To do this, Chace explains, we need to figure out the root of the “racism”. Pretty much no one is deliberately designing their AI to be racist – Google’s chief social architect, Yonatan Zunger, responded quickly to the “Gorillas” incident, Tweeting “This is 100% Not OK.” But the fact that only two per cent of Google employees are black is perceived as part of the problem, as in many of these instances the technology was designed with white people in mind. “The chief technology officer of the company that ran the beauty contest explained that its database had a lot more white people than Indian people and that it was ‘possible’ that because of that their algorithm was biased,” says Chace.

There are also technical solutions. Chace explains that machine learning systems work best when they are fed huge quantities of data. “It is likely that the system was trained on too few images – a mere 6,000, compared with the many millions of images used in more successful machine learning systems. As a senior Googler said, machine learning becomes ‘unreasonably effective’ when trained on huge quantities of data. Six thousand images are probably just not enough.”

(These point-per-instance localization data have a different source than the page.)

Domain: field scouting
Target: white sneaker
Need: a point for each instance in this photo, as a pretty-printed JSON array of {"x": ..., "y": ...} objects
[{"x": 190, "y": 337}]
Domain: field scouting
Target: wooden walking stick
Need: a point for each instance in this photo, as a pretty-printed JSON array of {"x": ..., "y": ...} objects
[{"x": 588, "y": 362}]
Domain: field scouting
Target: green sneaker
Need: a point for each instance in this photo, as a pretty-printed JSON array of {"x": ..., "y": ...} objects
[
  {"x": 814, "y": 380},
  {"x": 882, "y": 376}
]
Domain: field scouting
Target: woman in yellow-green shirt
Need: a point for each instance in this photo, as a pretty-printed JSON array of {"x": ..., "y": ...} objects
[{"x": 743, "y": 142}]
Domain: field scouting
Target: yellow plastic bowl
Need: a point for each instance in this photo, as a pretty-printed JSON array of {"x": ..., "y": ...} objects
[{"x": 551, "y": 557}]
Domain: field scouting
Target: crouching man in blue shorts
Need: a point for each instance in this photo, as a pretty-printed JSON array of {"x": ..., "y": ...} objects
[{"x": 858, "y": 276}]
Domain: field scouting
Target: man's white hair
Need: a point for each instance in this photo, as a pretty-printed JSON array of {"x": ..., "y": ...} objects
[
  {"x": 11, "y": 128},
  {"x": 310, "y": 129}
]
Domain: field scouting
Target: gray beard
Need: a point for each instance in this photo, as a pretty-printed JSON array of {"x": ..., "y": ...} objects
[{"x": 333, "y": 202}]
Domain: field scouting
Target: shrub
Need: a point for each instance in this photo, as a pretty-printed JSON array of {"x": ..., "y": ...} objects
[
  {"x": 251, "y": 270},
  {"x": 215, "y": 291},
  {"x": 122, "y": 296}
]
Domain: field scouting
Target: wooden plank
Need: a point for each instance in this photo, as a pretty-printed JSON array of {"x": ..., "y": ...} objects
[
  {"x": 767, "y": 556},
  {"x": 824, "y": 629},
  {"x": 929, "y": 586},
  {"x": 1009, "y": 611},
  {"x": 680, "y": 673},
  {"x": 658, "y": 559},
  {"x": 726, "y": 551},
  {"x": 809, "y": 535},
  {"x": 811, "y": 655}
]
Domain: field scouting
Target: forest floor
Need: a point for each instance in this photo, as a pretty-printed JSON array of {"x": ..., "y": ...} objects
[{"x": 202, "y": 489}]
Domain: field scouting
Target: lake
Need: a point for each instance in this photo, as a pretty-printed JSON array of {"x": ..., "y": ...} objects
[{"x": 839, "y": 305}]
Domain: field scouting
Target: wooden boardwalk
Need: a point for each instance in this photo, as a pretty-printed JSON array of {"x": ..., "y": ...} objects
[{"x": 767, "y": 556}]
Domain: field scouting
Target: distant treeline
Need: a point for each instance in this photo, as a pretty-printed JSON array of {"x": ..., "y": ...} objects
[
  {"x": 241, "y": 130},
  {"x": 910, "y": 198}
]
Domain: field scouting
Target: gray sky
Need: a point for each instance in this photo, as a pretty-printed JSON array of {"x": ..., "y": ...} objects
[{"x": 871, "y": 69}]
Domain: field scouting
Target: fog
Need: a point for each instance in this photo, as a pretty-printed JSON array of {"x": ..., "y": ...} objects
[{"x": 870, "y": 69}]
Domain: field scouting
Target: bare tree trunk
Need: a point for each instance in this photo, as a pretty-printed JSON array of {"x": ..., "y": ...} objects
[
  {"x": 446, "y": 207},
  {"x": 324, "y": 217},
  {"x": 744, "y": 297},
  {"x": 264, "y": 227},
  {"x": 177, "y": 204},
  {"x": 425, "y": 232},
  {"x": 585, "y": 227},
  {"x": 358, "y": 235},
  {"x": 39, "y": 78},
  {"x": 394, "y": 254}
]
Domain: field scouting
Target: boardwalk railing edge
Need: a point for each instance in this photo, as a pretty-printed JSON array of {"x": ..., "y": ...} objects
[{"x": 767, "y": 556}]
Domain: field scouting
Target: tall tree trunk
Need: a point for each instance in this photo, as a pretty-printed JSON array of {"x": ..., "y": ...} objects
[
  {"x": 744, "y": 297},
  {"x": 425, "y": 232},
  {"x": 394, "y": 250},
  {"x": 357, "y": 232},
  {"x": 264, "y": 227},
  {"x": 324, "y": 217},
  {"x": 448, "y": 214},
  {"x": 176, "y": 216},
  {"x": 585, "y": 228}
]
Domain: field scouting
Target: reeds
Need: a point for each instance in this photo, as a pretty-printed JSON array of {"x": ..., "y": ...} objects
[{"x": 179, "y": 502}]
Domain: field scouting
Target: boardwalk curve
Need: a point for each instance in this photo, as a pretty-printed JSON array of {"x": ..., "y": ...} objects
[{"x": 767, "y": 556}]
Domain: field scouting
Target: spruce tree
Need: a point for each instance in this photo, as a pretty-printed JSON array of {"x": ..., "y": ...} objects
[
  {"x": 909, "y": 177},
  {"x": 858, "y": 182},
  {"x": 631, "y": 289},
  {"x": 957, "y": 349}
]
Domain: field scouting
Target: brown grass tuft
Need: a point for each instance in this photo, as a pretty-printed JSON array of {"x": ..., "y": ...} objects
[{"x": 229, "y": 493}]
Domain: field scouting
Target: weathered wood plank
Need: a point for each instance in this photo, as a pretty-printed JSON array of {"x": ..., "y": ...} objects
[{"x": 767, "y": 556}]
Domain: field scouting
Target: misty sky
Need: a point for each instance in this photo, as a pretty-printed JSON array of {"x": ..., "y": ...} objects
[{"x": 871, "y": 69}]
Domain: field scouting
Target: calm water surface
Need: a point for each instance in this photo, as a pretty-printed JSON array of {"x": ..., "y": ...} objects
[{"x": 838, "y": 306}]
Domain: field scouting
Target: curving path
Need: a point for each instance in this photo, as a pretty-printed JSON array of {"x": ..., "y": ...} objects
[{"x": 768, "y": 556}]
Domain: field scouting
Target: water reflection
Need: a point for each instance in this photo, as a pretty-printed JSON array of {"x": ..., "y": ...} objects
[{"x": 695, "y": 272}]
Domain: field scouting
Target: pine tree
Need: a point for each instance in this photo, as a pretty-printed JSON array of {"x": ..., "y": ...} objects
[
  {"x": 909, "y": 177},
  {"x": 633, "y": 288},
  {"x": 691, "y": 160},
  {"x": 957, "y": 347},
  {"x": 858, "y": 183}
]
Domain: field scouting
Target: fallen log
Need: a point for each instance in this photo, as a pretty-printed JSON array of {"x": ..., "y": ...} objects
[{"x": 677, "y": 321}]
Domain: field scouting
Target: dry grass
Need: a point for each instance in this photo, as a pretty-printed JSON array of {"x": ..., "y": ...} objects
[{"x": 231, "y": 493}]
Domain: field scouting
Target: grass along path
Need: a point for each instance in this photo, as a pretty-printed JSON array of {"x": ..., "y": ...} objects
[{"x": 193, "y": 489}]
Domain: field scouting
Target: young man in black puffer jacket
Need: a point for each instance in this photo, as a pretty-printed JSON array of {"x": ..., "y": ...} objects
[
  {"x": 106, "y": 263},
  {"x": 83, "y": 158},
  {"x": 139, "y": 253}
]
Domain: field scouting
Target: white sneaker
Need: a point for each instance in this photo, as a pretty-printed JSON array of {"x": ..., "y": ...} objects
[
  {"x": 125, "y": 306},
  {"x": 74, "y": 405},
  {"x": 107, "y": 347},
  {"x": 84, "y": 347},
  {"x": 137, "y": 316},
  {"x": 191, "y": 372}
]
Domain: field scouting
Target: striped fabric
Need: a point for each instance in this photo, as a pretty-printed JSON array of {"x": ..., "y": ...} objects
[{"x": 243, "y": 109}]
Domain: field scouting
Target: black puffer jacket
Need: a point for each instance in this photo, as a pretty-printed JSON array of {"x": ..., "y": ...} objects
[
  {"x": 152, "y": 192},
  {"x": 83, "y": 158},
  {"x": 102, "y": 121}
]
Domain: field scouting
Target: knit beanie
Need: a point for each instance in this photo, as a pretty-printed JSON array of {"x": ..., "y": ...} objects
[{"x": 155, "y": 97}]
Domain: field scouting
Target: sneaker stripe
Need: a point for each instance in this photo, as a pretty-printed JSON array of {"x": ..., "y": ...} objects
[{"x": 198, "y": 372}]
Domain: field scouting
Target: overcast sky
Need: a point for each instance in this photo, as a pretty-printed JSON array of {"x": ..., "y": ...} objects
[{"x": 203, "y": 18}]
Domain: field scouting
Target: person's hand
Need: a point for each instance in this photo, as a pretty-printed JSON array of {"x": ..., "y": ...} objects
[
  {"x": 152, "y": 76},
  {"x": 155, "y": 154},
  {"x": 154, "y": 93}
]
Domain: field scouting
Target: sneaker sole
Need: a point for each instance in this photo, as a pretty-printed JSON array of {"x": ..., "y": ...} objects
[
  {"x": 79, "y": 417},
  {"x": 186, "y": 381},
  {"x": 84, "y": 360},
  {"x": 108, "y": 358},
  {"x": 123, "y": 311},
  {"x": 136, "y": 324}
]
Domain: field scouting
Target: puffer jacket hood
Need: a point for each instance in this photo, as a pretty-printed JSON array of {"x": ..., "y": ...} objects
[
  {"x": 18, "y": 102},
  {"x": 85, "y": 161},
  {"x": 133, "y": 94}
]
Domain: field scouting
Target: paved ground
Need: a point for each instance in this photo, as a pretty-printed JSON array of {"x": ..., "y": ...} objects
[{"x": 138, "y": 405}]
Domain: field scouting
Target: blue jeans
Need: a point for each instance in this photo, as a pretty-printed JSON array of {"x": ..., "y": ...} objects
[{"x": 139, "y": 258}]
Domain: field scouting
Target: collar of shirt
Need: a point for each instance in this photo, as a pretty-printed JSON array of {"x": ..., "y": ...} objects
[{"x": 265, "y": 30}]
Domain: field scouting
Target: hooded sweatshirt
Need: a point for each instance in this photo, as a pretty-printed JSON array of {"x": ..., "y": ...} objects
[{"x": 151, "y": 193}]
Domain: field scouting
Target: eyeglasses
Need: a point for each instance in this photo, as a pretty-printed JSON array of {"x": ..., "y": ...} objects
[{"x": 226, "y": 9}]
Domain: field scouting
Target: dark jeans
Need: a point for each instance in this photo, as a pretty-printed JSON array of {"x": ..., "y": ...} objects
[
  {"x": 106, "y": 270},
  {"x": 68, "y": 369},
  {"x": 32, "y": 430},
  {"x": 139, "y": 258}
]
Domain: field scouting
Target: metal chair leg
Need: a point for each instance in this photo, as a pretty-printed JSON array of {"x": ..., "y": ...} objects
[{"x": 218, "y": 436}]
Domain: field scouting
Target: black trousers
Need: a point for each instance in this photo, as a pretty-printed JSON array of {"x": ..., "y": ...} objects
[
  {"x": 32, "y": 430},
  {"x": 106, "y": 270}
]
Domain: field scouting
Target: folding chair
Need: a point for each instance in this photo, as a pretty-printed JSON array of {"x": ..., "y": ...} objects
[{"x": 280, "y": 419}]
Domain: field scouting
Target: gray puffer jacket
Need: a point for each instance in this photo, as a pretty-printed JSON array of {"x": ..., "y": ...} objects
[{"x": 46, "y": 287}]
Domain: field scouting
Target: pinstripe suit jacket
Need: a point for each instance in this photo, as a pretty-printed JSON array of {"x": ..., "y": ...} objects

Now more than ever, it is important to straighten out these issues before AI becomes even more powerful and prevalent in our world. It is one thing for intelligent machines to drive our cars and provide our insurance quotes, and another thing for them to decide who lives and dies when it comes to war. “Lethal autonomous weapons systems (LAWS) will increasingly be deployed in war, and in other forms of conflict," says Chase. "This will happen whether we like it or not, because machines can make decisions better and faster than humans.  A drone which has to continually “phone home” before engaging its opponent will quickly be destroyed by a fully autonomous rival.  If we get it right, these deadly machines will reduce the collateral damage imposed by conflict. But there is plenty of work to be done before we get to that enviable position.”

Whether or not this vision of the future comes to fruition in 10, 20, or 100 years, it is important to prepare for it – and other possibilities. Despite constant advances in technology, there is still no such thing as a "concious" robot that thinks and feels as humans do. In itself an AI cannot be racist. To solve this problem, then, it is humans that need fixing. 

Amelia Tait is a technology and digital culture writer at the New Statesman.